Quick links
- Introduction
- How to enable remote backend storage
- How to recover data from remote repositories
- Known Limitations
- Conclusion
Remote-backed storage is an experimental feature. Subsequently the use of remote-backed storage in a production environment is not recommended. For updates on the progress of remote-backed storage, refer to GitHub.
Introduction
There are two main ways to backup your data:
- Creating snapshots
- Adding more replica nodes
Snapshots may not be reliable because the data ingested between snapshots can be lost. On the other hand, replica nodes are not optimal if users don’t plan to run many searches on them.
OpenSearch has got users covered with the “Remote Backed Storage” feature, which stores both segments and/or translog in an object storage for recovery.
Every time a CRUD (create/update/delete) operation is sent to the cluster, it goes through a 3 step process:
- Index: Documents make it to the RAM buffer, and translog on disk. Documents are not searchable at this point.
- Refresh: Documents are converted into segments on RAM, and are searchable.
- Flush: Translog is cleared, and segments are persisted on disk.
Remote Backed Storage enables users to copy the shard segments and/or translog to a remote storage repository instead of a node’s disk.
Segment replication must be enabled for Remote Backed storage to work.
The remote-backed storage feature supports two levels of durability:
- Refresh Level durability: Segment files are uploaded to a remote storage after every refresh.
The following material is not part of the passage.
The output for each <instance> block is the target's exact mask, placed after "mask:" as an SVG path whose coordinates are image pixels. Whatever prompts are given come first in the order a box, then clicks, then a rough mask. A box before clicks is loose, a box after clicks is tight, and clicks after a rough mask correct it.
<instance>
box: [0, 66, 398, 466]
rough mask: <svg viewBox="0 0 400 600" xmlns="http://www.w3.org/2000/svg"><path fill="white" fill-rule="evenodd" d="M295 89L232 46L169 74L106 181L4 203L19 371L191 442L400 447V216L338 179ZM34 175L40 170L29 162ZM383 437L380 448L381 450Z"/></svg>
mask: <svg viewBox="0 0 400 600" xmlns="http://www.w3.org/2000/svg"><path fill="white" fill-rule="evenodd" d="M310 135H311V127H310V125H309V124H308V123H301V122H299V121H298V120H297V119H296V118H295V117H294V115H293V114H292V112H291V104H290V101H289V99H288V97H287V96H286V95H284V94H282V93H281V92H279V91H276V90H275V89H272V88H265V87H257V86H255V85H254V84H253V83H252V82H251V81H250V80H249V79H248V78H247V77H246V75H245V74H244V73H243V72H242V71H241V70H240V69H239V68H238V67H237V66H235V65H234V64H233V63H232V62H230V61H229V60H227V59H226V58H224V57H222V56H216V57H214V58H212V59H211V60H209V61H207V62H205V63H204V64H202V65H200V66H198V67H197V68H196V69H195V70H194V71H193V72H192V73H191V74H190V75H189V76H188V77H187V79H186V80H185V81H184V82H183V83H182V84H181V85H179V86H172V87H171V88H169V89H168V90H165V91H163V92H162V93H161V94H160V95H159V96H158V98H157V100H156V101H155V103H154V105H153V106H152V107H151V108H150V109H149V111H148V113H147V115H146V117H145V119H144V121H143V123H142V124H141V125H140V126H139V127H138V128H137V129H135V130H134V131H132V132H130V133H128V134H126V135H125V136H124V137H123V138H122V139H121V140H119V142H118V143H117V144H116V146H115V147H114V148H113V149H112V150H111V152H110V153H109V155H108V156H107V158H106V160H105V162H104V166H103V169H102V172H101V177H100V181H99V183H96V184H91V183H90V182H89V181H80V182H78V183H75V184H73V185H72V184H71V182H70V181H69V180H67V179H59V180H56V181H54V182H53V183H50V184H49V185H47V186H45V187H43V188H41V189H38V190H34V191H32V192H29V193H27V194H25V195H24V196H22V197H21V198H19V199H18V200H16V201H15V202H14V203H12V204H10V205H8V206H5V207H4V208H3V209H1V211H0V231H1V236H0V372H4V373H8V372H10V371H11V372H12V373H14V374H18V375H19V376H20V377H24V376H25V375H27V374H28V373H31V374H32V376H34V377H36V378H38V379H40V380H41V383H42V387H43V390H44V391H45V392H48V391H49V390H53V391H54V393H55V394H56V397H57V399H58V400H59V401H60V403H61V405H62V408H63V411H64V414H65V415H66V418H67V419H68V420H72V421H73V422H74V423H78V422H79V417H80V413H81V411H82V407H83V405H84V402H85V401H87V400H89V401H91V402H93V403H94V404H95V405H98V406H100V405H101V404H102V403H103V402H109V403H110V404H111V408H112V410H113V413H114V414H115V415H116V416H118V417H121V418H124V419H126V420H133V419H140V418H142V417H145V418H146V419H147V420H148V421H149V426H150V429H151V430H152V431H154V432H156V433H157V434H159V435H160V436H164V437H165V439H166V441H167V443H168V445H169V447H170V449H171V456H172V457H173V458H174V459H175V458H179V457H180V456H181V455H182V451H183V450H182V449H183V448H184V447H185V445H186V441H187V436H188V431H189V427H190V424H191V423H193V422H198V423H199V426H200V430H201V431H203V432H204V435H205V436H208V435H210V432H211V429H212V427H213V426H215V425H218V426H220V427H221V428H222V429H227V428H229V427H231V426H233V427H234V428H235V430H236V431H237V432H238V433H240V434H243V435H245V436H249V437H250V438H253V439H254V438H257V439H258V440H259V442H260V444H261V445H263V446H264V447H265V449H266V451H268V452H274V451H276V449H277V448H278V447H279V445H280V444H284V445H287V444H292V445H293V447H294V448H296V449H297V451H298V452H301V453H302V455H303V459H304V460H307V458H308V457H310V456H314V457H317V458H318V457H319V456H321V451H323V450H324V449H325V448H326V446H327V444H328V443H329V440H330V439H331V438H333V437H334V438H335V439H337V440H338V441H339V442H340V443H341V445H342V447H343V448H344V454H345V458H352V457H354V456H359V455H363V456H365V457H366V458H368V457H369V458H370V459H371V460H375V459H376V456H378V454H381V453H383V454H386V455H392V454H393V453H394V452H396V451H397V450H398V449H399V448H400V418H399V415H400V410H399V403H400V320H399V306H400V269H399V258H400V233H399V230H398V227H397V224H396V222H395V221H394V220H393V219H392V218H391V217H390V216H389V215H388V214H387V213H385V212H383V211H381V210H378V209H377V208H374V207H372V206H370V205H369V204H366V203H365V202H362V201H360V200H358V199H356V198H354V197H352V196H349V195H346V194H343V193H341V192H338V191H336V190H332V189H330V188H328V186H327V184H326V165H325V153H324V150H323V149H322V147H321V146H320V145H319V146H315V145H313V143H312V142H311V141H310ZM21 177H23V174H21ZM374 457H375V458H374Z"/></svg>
- Request Level durability: Translogs are uploaded before acknowledging requests.
How to enable remote backend storage
Go to config/jvm.options, and add the following line:
OPENSEARCH_JAVA_OPTS="-Dopensearch.experimental.feature.replication_type.enabled=true -Dopensearch.experimental.feature.remote_store.enabled=true" ./opensearch-2.6.0/bin/opensearch
Alternatively, users can set an environment variable:
export OPENSEARCH_JAVA_OPTS="-Dopensearch.experimental.feature.replication_type.enabled=true -Dopensearch.experimental.feature.remote_store.enabled=true" ./bin/opensearch
Let’s configure an index with maximum durability. So, every time a document is indexed, translog and segments will be uploaded to the repository:
curl -X PUT "https://localhost:9200/my-index?pretty" -ku admin:admin -H 'Content-Type: application/json' -d' { "settings": { "index": { "number_of_shards": 1, "number_of_replicas": 0, "replication": { "type": "SEGMENT" }, "remote_store": { "enabled": true, "repository": "segment-repo", "translog": { "enabled": true, "repository": "translog-repo", "buffer_interval": "300ms" } } } } } '
Replication.type must be set to SEGMENT because the Segment replication feature is being leveraged. Also enable the remote store for segments and for translog.
*Note that replicas are set to 0 to demonstrate that replicas aren’t needed to use this feature. Replicas must be based on availability requirements. Remote Backed Storage provides durability.
Users can use the same repository for both segments and translog if they choose to.
Finally, buffer_interval defines how much time users must wait between translog updates, because OpenSearch will try to accumulate as many operations as possible to optimize the writes.
*translog.enabled to true is currently an irreversible operation.
How to recover data from remote repositories
Users can recover data from the remote repository following these steps:
1. Close the index:
curl -X POST "https://localhost:9200/my-index/_close" -ku admin:admin
2. Use the _remotestore API:
curl -X POST "https://localhost:9200/_remotestore/_restore" -ku admin:admin -H 'Content-Type: application/json' -d' { "indices": ["my-index"] } '
Known Limitations
Writing data to a remote store can be a high-latent operation when compared to writing data on a local file system. This may impact both the indexing throughput and latency. For performance benchmarking results refer to: [Remote Store] Performance test setup for 2.3 release · Issue #3148 · opensearch-project/OpenSearch (github.com).
Conclusion
OpenSearch’s Remote Backed Storage feature provides a reliable solution for data backups by storing both segments and translogs in an external object storage for recoveries. It offers two levels of durability, the Refresh Level and Request Level, to ensure that data is safely stored. By enabling the Remote Backed Storage feature, users can avoid the limitations of snapshot creations or of having to add more replica nodes.
The feature leverages Segment replication and allows for both segment and translog storage in the same repository. While writing data to a remote store may have limitations, the benefits of reliable data backups outweigh the potential impact on indexing throughput and latency. OpenSearch’s Remote Backed Storage feature provides peace of mind for users that prioritize data protection.